Besides the poor results, what is bad about this passing style is that it is predictably bad and thus can be avoided. Which leads me to the alternative. When you go to a track, particularly an unfamiliar one, you should spend some time looking at the layout and thinking through how a pass would happen and what the consequences would be. When you find good passing points, also connect those in your mind to the bad ones. If you’ve memorized where a good passing spot is a few corners later, then you can delay your passing attempt where it won’t work and spend some time setting up a pass where it probably will. I’ll call this the "live to fight another day/corner" passing style.   

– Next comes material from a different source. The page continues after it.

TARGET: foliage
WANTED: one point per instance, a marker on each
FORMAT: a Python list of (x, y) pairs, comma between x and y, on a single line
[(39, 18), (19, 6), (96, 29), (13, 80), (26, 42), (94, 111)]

Road America offers a classic scenario for "live to fight another day" thinking. You just about never can pull off a pass in the Carousel (T8). Ditto with the Kink (T10). But if you manage your following distance in the Carousel and time your exit throttle as you head to the Kink, you will have speed on the run to Canada Corner (T12) to complete a classic straight line overtake before T12 and thus throw no speed away. My Winding Road Team TFB teammate Tom Martin roughly demonstrates in this video from 2:00 to 2:30:

 

As another example, at VIR I saw many failed Carpe Diem style passing attempts between T4a/b and T5a/b, a short series of linked, switch-back turns that proceed the fast uphill esses of T7-T9.  Most of these failed attempts start in T4a where the inside/overtaking car fails to clear their opponent before corner exit, ending up side-by-side approaching 4b.  Now, both cars are in a low percentage situation and highly likely to have contact and/or lose significant momentum, exposing both cars to being passed by the cars behind them before the esses, or even worse ending up side-by-side going into the fast uphill esses.  Hmm, it’s like deja vu all over again!  

 

This is where the “live to fight another day/corner” approach is better than the Carpe Diem approach. Instead of being the low-percentage hero (aka "highly likely zero") trying to go side-by-side through switch-back corners, swallow your pride and simply lift a bit to slot back in line without sacrificing too much momentum. Then, like the patient driver you are, set up the easy draft pass down the back straight.

You have a lot of down time at a typical race weekend. Between practice sessions, get out the track map and think through where you might be faster and if that leads immediately to a pass or sets up a higher percentage pass, with better exit speed, a few corners later.